OPINI

Desekulerisasi Politik; Urgensi Penerapan Nilai-nilai Ilahiyah Nubuwwah

Memang, sistem pemilihan langsung sudah menjadi amanat konstitusi dan hal ini menjadi tidak relevan dengan Sila keempat. Tapi, tak berarti perhelatannya harus menghalalkana segala cara sekaligus mengabaikan prinsip-prinsip moral. Watak sekulerisme tetap tak sejalan dengan watak religius yang mengedepankan prinsip kemanusiaan dan tata-krama pergaulan sesama anak-bangsa dalam dimensi keharmonisan dan kedamaian.

Sementara, ketika perhalatan pemilihan presiden-wakil presiden dipaksakan harus menang, hal ini – pada akhirnya – akan menjadi problem mendasar bagi cita-cita keadilan sosial sebagaimana yang digariskan Sila kelima. Landasannya, pemaksaan itu tak lepas dari rekayasa mavia yang kompensasional. Atas nama dan atau demi target kekuasaan, seluruh lawan politiknya dibabat. Implikasinya, saat perhelatan politik usai dan dirinya menjadi pemenang, maka siapapun yang berandil dalam kemenangannya tak akan diam. Tuntutan kompensasional itu – secara faktual – akan mengurangi kepeduliannya dalam menjalankan amanat Sila kelima Pancasila itu. Kepentingan para bohir is the first. Diprioritaskan. Rakyat? “Kumaha engke. Emang gue pikirin”, kata orang gaul masa kini.

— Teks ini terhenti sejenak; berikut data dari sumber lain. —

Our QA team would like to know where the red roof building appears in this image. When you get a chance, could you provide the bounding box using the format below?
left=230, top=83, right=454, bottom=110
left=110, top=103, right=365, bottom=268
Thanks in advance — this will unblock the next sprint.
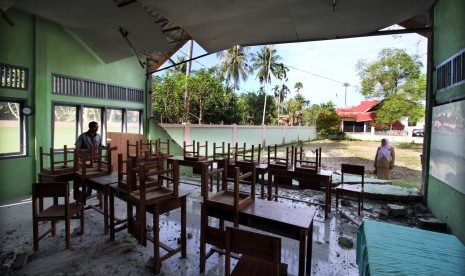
left=336, top=100, right=405, bottom=132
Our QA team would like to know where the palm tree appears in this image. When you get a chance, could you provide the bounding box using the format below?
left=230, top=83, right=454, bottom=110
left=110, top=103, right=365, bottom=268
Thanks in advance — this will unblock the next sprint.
left=217, top=45, right=251, bottom=93
left=275, top=63, right=289, bottom=123
left=294, top=82, right=303, bottom=94
left=251, top=45, right=283, bottom=125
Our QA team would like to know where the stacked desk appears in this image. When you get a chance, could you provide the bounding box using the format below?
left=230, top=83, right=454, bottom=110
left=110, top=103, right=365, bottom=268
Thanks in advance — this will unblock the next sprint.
left=357, top=220, right=465, bottom=276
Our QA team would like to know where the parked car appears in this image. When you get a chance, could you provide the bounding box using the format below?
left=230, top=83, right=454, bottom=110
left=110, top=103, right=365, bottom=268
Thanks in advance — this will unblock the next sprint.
left=412, top=128, right=424, bottom=137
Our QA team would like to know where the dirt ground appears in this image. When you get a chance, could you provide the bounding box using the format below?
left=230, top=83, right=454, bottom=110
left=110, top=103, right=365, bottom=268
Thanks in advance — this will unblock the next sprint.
left=295, top=139, right=423, bottom=189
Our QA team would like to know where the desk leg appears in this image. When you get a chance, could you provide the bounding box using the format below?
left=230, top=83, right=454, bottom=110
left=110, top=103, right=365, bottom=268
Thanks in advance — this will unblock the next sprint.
left=325, top=177, right=331, bottom=219
left=103, top=186, right=109, bottom=234
left=181, top=196, right=187, bottom=258
left=153, top=205, right=161, bottom=274
left=299, top=228, right=306, bottom=276
left=306, top=220, right=313, bottom=275
left=199, top=203, right=206, bottom=273
left=267, top=174, right=272, bottom=200
left=260, top=172, right=265, bottom=199
left=274, top=175, right=279, bottom=201
left=109, top=188, right=115, bottom=241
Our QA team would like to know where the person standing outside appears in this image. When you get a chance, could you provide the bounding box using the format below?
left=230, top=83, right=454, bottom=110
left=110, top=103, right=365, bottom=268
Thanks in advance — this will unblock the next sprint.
left=374, top=138, right=395, bottom=180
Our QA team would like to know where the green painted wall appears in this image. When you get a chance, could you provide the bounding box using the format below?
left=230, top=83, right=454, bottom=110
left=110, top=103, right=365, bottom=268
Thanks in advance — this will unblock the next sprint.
left=0, top=10, right=146, bottom=201
left=428, top=0, right=465, bottom=243
left=0, top=11, right=36, bottom=201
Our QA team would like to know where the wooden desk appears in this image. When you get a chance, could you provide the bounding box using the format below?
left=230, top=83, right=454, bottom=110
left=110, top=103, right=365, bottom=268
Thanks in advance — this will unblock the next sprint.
left=167, top=156, right=213, bottom=196
left=108, top=185, right=187, bottom=273
left=85, top=172, right=119, bottom=234
left=201, top=199, right=315, bottom=276
left=268, top=167, right=332, bottom=219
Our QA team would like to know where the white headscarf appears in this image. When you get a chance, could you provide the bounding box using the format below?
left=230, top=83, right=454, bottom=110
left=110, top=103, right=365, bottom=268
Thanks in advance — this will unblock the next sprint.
left=377, top=139, right=391, bottom=161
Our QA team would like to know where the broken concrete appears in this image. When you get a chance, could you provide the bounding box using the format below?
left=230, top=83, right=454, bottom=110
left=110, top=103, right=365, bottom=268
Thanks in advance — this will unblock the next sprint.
left=418, top=217, right=448, bottom=233
left=387, top=204, right=408, bottom=217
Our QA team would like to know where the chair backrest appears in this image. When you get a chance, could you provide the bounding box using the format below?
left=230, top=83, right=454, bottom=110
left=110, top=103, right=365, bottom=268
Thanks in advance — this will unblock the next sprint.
left=267, top=144, right=293, bottom=169
left=32, top=181, right=68, bottom=200
left=294, top=146, right=320, bottom=171
left=155, top=138, right=171, bottom=157
left=74, top=144, right=113, bottom=174
left=117, top=153, right=138, bottom=191
left=235, top=143, right=261, bottom=164
left=341, top=164, right=365, bottom=187
left=139, top=139, right=153, bottom=156
left=136, top=158, right=179, bottom=198
left=201, top=159, right=227, bottom=199
left=184, top=140, right=208, bottom=160
left=127, top=140, right=140, bottom=159
left=225, top=226, right=281, bottom=276
left=40, top=145, right=74, bottom=174
left=213, top=142, right=233, bottom=162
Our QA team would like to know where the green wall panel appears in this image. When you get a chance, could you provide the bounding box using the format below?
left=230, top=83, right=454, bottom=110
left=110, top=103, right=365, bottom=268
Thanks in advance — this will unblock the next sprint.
left=1, top=10, right=147, bottom=201
left=427, top=0, right=465, bottom=244
left=427, top=176, right=465, bottom=244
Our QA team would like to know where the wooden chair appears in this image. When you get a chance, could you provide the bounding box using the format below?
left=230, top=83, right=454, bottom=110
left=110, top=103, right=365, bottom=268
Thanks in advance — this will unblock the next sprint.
left=32, top=182, right=84, bottom=250
left=267, top=145, right=293, bottom=188
left=202, top=162, right=255, bottom=227
left=183, top=140, right=208, bottom=161
left=39, top=145, right=74, bottom=175
left=127, top=140, right=143, bottom=161
left=139, top=139, right=153, bottom=157
left=199, top=161, right=256, bottom=273
left=213, top=142, right=233, bottom=163
left=267, top=145, right=293, bottom=170
left=155, top=138, right=172, bottom=157
left=335, top=164, right=365, bottom=215
left=126, top=160, right=179, bottom=246
left=73, top=145, right=113, bottom=203
left=234, top=143, right=261, bottom=164
left=294, top=146, right=321, bottom=172
left=225, top=227, right=287, bottom=276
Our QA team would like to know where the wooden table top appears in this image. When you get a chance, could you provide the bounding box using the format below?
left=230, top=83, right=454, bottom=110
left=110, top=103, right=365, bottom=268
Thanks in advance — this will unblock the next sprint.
left=87, top=172, right=119, bottom=186
left=240, top=199, right=315, bottom=230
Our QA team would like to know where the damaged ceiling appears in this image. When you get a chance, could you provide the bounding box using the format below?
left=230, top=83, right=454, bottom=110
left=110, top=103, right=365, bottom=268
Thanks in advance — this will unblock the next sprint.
left=1, top=0, right=435, bottom=72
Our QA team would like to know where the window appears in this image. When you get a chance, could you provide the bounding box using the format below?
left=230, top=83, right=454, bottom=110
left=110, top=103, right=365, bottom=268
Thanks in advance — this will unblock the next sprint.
left=0, top=100, right=26, bottom=157
left=127, top=110, right=141, bottom=134
left=437, top=48, right=465, bottom=91
left=82, top=107, right=102, bottom=132
left=1, top=63, right=28, bottom=90
left=52, top=104, right=143, bottom=148
left=106, top=109, right=123, bottom=132
left=53, top=105, right=77, bottom=148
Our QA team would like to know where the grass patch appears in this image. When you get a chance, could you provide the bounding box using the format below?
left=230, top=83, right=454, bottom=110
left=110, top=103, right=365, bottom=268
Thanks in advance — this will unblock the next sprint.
left=396, top=141, right=423, bottom=150
left=392, top=180, right=421, bottom=190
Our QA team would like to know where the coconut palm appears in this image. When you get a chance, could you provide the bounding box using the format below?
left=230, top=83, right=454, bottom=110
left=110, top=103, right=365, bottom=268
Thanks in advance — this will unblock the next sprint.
left=217, top=45, right=251, bottom=92
left=294, top=82, right=303, bottom=94
left=251, top=45, right=283, bottom=125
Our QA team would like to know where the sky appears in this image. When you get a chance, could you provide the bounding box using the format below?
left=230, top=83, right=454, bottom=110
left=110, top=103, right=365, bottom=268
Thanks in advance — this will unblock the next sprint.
left=154, top=30, right=428, bottom=108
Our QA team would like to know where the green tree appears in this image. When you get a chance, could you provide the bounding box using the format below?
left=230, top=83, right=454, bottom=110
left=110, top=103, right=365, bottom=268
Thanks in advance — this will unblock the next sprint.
left=294, top=82, right=303, bottom=94
left=217, top=45, right=251, bottom=92
left=251, top=45, right=283, bottom=125
left=237, top=92, right=276, bottom=125
left=152, top=73, right=185, bottom=123
left=356, top=48, right=425, bottom=127
left=188, top=67, right=230, bottom=124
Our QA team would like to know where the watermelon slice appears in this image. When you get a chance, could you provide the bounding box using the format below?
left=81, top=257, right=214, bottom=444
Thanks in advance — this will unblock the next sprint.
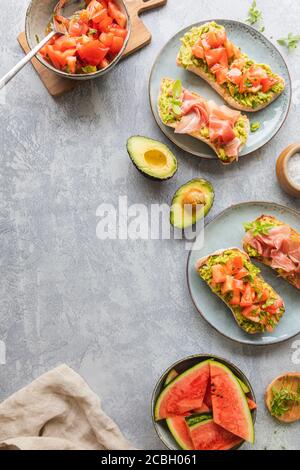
left=187, top=415, right=243, bottom=451
left=164, top=369, right=179, bottom=387
left=155, top=361, right=210, bottom=420
left=166, top=416, right=194, bottom=450
left=164, top=369, right=211, bottom=414
left=210, top=361, right=255, bottom=443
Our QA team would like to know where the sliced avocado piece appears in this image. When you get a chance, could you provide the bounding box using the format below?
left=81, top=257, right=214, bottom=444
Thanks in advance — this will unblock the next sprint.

Karenanya, kita bisa memahami, mengapa negeri kita tetap tertongkrongi angka kemiskinan yang tetap tinggi. Angka kemiskinan nasional di atas 27 juta orang adalah panorama sosial yang memperihatinkan, tidak manusiawi dan paradoks dengan kekayaan sumber daya alam yang dimiliki negeri ini. Sementara, dalam masa yang relatif bersamaan, terjadi “pesta” kebijakan yang terus memfasilitasi gerakan investasi asing yang tidak berimbas positif bagi penurunan jumlah kemiskinan terbuka. UU Omnibus Law – tak bisa dipungkiri – berandil besar terhadap proses peningkatan angka kemiskinan nasional.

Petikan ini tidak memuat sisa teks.